Lisa (Aurora Ribero) dan Sarah (Arawinda Kirana) adalah sahabat dekat yang membuat konten ASMR di YouTube. Baik Lisa maupun Sarah beranggapan bahwa video ASMR dapat memberikan ketenangan. Sementara menurut ibu Lisa (Unique Priscilla) ketenangan hanya didapat ketika shalat dan ngaji. Di satu kesempatan, Lisa disuruh ngaji, sementara Lisa dengan lantang menjawab ia tak bisa ngaji. Tak cukup sampai di situ, ibunya pun meminta Lisa mengganti wallpaper miliknya dengan gambar Allah.

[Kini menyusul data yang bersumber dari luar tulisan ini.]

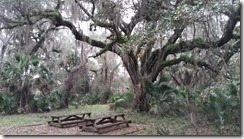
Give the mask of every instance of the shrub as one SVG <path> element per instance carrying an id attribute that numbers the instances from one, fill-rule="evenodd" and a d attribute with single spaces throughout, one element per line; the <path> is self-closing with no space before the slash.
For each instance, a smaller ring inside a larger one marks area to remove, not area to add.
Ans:
<path id="1" fill-rule="evenodd" d="M 82 97 L 81 102 L 83 104 L 88 104 L 88 105 L 97 104 L 99 102 L 99 96 L 98 96 L 98 94 L 95 94 L 95 93 L 88 93 L 88 94 L 85 94 L 84 97 Z"/>
<path id="2" fill-rule="evenodd" d="M 0 112 L 2 114 L 17 112 L 16 97 L 13 93 L 0 93 Z"/>
<path id="3" fill-rule="evenodd" d="M 203 111 L 208 120 L 217 127 L 227 124 L 238 124 L 240 119 L 240 97 L 233 84 L 215 88 L 203 103 Z"/>
<path id="4" fill-rule="evenodd" d="M 54 91 L 46 95 L 31 95 L 33 112 L 48 112 L 61 106 L 63 93 Z"/>
<path id="5" fill-rule="evenodd" d="M 131 102 L 133 101 L 134 94 L 132 92 L 125 92 L 125 93 L 114 93 L 110 99 L 110 109 L 117 109 L 119 107 L 126 108 L 130 106 Z"/>

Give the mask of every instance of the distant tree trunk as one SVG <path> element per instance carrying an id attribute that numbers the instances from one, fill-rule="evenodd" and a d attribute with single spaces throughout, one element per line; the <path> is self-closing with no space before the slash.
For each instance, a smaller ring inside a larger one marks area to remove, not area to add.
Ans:
<path id="1" fill-rule="evenodd" d="M 127 69 L 133 84 L 134 89 L 134 100 L 132 107 L 137 112 L 148 112 L 149 104 L 146 100 L 146 88 L 145 81 L 149 81 L 146 76 L 140 74 L 136 61 L 133 57 L 128 55 L 123 55 L 122 57 L 125 68 Z"/>
<path id="2" fill-rule="evenodd" d="M 24 86 L 20 91 L 20 105 L 19 105 L 19 113 L 29 113 L 31 111 L 29 106 L 30 92 L 27 86 Z"/>
<path id="3" fill-rule="evenodd" d="M 133 101 L 133 109 L 138 112 L 148 112 L 149 111 L 149 104 L 146 100 L 146 89 L 144 86 L 144 82 L 141 81 L 136 85 L 133 85 L 135 97 Z"/>

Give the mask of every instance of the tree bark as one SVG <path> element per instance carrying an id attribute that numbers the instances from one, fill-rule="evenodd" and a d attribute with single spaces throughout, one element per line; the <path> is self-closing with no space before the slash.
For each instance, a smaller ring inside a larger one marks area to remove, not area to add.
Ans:
<path id="1" fill-rule="evenodd" d="M 134 87 L 134 101 L 133 101 L 133 109 L 137 112 L 148 112 L 149 104 L 146 100 L 146 91 L 144 82 L 140 81 L 138 84 L 133 85 Z"/>

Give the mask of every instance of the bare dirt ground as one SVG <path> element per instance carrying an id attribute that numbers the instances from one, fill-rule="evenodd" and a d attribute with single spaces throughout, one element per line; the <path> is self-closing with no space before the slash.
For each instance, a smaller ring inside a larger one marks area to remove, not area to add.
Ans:
<path id="1" fill-rule="evenodd" d="M 147 125 L 143 124 L 130 124 L 130 127 L 117 126 L 116 129 L 109 128 L 102 134 L 81 132 L 78 126 L 69 128 L 58 128 L 49 126 L 48 124 L 35 124 L 35 125 L 0 125 L 1 135 L 130 135 L 139 132 Z"/>

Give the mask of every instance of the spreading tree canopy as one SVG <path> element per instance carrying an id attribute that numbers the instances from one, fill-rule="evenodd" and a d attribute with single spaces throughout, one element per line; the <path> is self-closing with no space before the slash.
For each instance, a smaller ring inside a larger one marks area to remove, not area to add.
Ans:
<path id="1" fill-rule="evenodd" d="M 156 81 L 166 67 L 185 62 L 218 75 L 240 49 L 240 3 L 236 0 L 2 0 L 0 3 L 0 30 L 9 35 L 12 44 L 24 46 L 24 42 L 32 42 L 29 54 L 43 46 L 50 31 L 65 27 L 76 40 L 101 48 L 92 57 L 106 51 L 121 57 L 133 83 L 133 108 L 137 111 L 149 110 L 145 82 Z M 81 23 L 89 26 L 78 28 Z M 20 28 L 17 33 L 22 35 L 11 37 Z M 106 31 L 107 36 L 99 40 L 87 35 L 86 30 Z M 3 46 L 2 53 L 5 49 Z M 216 55 L 215 61 L 201 57 L 204 50 L 211 50 Z"/>

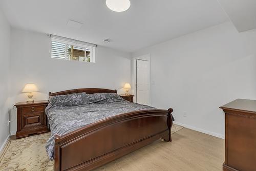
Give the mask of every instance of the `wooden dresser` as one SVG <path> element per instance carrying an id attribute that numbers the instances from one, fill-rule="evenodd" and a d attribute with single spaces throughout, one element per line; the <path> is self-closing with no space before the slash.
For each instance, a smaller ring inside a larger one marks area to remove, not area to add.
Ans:
<path id="1" fill-rule="evenodd" d="M 134 95 L 133 94 L 120 94 L 119 95 L 119 96 L 120 96 L 124 100 L 126 100 L 127 101 L 130 101 L 131 102 L 133 102 L 133 96 L 134 96 Z"/>
<path id="2" fill-rule="evenodd" d="M 256 170 L 256 100 L 237 99 L 225 113 L 224 171 Z"/>
<path id="3" fill-rule="evenodd" d="M 33 103 L 21 102 L 14 105 L 17 108 L 16 139 L 49 131 L 45 111 L 48 102 L 48 100 L 35 101 Z"/>

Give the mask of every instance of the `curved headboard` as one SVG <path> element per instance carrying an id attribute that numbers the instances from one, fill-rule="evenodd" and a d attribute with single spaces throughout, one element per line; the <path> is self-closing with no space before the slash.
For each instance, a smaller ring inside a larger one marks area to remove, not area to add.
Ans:
<path id="1" fill-rule="evenodd" d="M 52 93 L 49 93 L 49 96 L 57 96 L 57 95 L 64 95 L 66 94 L 86 92 L 87 94 L 94 94 L 94 93 L 117 93 L 116 90 L 109 90 L 104 89 L 98 89 L 98 88 L 84 88 L 84 89 L 77 89 L 62 91 L 61 92 Z"/>

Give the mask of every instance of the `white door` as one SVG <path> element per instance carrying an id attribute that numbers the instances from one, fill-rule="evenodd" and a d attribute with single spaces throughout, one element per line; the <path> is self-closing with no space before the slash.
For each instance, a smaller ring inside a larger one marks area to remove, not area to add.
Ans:
<path id="1" fill-rule="evenodd" d="M 149 104 L 149 62 L 136 60 L 136 99 L 139 104 Z"/>

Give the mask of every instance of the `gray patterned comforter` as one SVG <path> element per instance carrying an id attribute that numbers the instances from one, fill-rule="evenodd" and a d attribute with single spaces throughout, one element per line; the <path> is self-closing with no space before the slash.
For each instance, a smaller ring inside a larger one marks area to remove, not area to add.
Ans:
<path id="1" fill-rule="evenodd" d="M 51 132 L 46 145 L 47 154 L 53 160 L 56 134 L 61 136 L 114 115 L 153 109 L 126 101 L 115 93 L 80 93 L 51 96 L 46 109 Z"/>

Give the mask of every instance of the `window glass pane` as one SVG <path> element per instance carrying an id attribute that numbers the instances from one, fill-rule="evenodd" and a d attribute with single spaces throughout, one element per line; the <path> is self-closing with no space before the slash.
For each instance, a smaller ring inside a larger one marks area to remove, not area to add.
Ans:
<path id="1" fill-rule="evenodd" d="M 90 62 L 91 61 L 91 49 L 86 48 L 86 61 Z"/>
<path id="2" fill-rule="evenodd" d="M 67 57 L 71 60 L 86 61 L 85 48 L 67 45 Z"/>
<path id="3" fill-rule="evenodd" d="M 52 58 L 95 62 L 95 47 L 75 41 L 52 38 Z"/>
<path id="4" fill-rule="evenodd" d="M 52 41 L 52 57 L 65 58 L 65 44 Z"/>

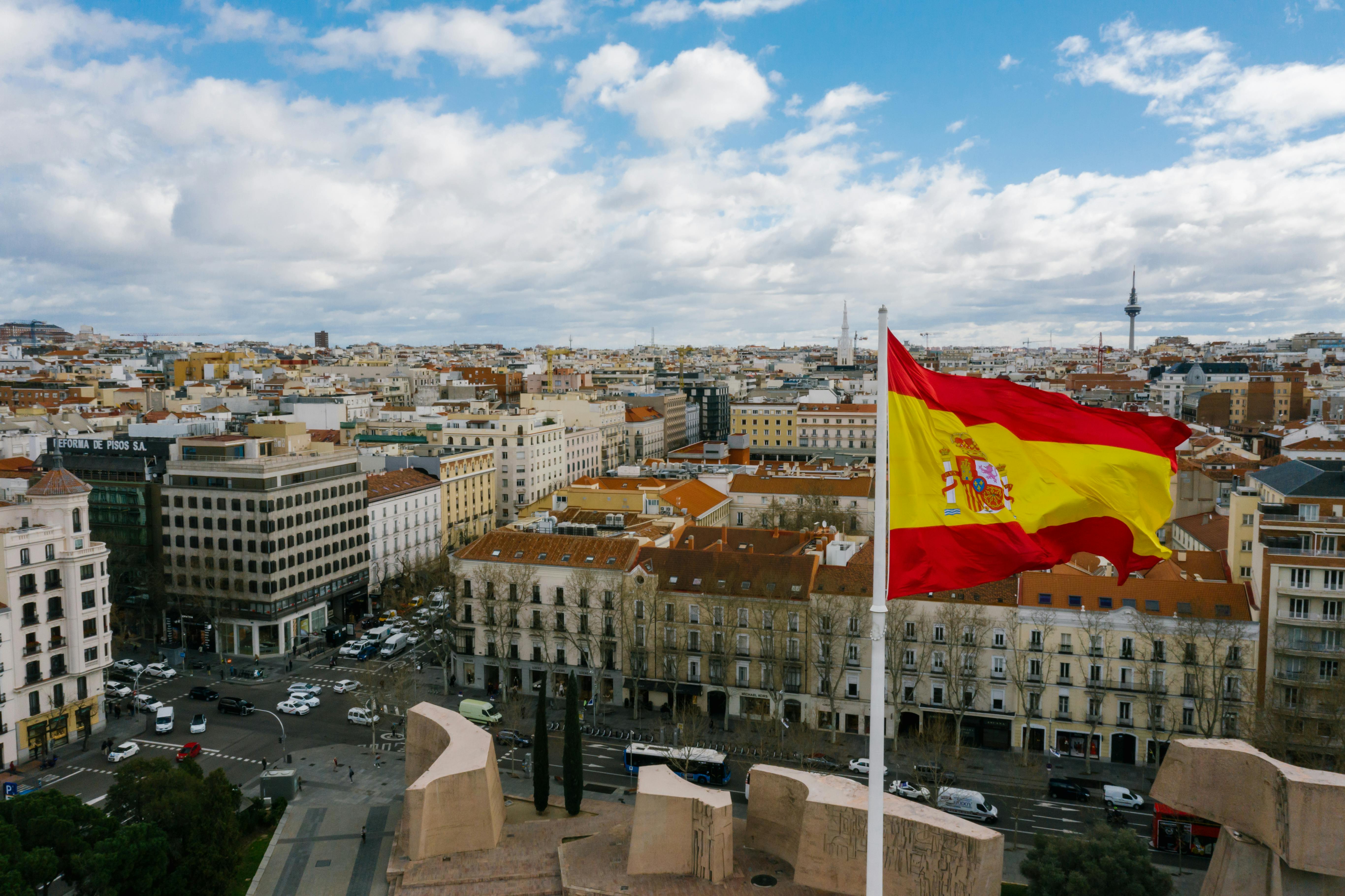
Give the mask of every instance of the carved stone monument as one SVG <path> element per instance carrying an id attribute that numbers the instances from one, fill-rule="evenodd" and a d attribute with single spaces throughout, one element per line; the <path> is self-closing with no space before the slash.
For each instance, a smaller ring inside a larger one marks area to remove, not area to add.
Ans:
<path id="1" fill-rule="evenodd" d="M 753 766 L 746 845 L 794 865 L 799 884 L 863 896 L 868 794 L 863 784 L 777 766 Z M 882 892 L 994 896 L 1003 837 L 900 796 L 882 796 Z"/>
<path id="2" fill-rule="evenodd" d="M 398 842 L 412 860 L 500 842 L 504 792 L 495 743 L 451 709 L 406 713 L 406 806 Z"/>
<path id="3" fill-rule="evenodd" d="M 1150 792 L 1223 826 L 1201 896 L 1345 895 L 1345 775 L 1241 740 L 1174 740 Z"/>
<path id="4" fill-rule="evenodd" d="M 667 766 L 640 770 L 628 874 L 695 874 L 720 883 L 733 873 L 733 800 L 728 791 L 683 780 Z"/>

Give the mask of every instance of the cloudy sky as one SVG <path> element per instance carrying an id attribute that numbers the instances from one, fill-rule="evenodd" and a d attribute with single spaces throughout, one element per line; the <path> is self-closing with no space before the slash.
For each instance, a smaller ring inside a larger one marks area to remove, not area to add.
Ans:
<path id="1" fill-rule="evenodd" d="M 1342 3 L 0 0 L 0 303 L 1079 344 L 1137 268 L 1145 338 L 1340 328 Z"/>

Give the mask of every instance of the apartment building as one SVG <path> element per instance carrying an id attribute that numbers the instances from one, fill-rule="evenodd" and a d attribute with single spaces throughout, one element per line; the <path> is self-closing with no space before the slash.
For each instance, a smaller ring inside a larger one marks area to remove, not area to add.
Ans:
<path id="1" fill-rule="evenodd" d="M 1337 770 L 1345 752 L 1342 472 L 1341 460 L 1259 470 L 1232 507 L 1251 513 L 1244 509 L 1256 500 L 1251 583 L 1262 607 L 1258 698 L 1267 722 L 1259 743 L 1290 761 Z"/>
<path id="2" fill-rule="evenodd" d="M 1111 572 L 1061 564 L 1018 577 L 1013 651 L 991 654 L 1015 701 L 1015 744 L 1143 764 L 1174 732 L 1247 736 L 1259 628 L 1247 588 L 1184 577 L 1171 561 L 1124 585 Z"/>
<path id="3" fill-rule="evenodd" d="M 386 457 L 387 470 L 421 470 L 440 482 L 444 548 L 453 549 L 495 527 L 495 452 L 433 445 Z"/>
<path id="4" fill-rule="evenodd" d="M 91 488 L 59 465 L 0 506 L 0 766 L 106 725 L 108 557 L 89 533 Z"/>
<path id="5" fill-rule="evenodd" d="M 512 529 L 460 550 L 457 681 L 518 700 L 564 693 L 574 671 L 584 700 L 620 702 L 621 607 L 652 584 L 638 554 L 635 538 Z"/>
<path id="6" fill-rule="evenodd" d="M 874 482 L 866 472 L 740 475 L 729 484 L 729 498 L 734 526 L 802 529 L 829 523 L 845 533 L 873 531 Z"/>
<path id="7" fill-rule="evenodd" d="M 356 452 L 178 440 L 160 491 L 169 616 L 225 655 L 280 655 L 364 609 L 369 514 Z M 188 619 L 190 616 L 190 619 Z"/>
<path id="8" fill-rule="evenodd" d="M 663 414 L 652 408 L 625 409 L 625 457 L 638 464 L 663 456 Z"/>
<path id="9" fill-rule="evenodd" d="M 799 444 L 806 448 L 833 448 L 877 457 L 877 405 L 800 404 Z"/>
<path id="10" fill-rule="evenodd" d="M 603 474 L 603 431 L 597 426 L 565 428 L 565 478 L 568 486 L 580 476 Z"/>
<path id="11" fill-rule="evenodd" d="M 565 420 L 560 412 L 445 414 L 441 425 L 448 445 L 495 451 L 496 526 L 565 482 Z"/>
<path id="12" fill-rule="evenodd" d="M 597 429 L 603 433 L 599 468 L 603 475 L 628 461 L 625 453 L 625 405 L 616 398 L 596 398 L 588 393 L 562 393 L 557 396 L 523 394 L 521 406 L 534 410 L 551 410 L 564 416 L 566 425 L 577 429 Z"/>
<path id="13" fill-rule="evenodd" d="M 369 476 L 370 562 L 369 591 L 382 593 L 383 583 L 444 550 L 443 487 L 437 476 L 408 467 Z"/>

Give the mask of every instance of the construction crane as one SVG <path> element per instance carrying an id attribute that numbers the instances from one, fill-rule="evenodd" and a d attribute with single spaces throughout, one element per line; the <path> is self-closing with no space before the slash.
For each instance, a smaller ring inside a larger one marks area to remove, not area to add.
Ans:
<path id="1" fill-rule="evenodd" d="M 546 350 L 546 390 L 555 394 L 555 373 L 551 370 L 551 358 L 558 355 L 572 355 L 574 354 L 569 348 L 547 348 Z"/>

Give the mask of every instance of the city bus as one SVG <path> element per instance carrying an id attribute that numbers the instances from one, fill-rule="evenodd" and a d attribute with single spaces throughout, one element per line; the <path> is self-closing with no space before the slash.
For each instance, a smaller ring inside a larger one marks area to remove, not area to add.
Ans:
<path id="1" fill-rule="evenodd" d="M 679 776 L 698 784 L 728 784 L 732 776 L 724 753 L 697 747 L 629 744 L 624 761 L 631 775 L 639 774 L 640 766 L 668 766 Z"/>
<path id="2" fill-rule="evenodd" d="M 1197 815 L 1180 813 L 1171 806 L 1154 802 L 1154 827 L 1149 845 L 1165 853 L 1182 852 L 1188 856 L 1213 856 L 1219 839 L 1219 825 Z"/>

Mudah untuk sang ibu berbicara bahwa Sarah adalah pengaruh buruk bagi anaknya. Itu jelas dibantah oleh Lisa, meski kegamangan akan neraka dan apa yang telah ia perbuat menggelayuti pikirannya. Lisa tak membenci agama maupun anti terhadapnya, ia hanya terganggu oleh ibunya (meski tak sampai membencinya) yang selepas menikah lagi, merasa dirinya paling benar dalam urusan religiusitas. Sejauh ini, tak ada sutradara lokal yang berani dan lantang dalam menangkap situasi dan pemikiran yang se-relatable ini.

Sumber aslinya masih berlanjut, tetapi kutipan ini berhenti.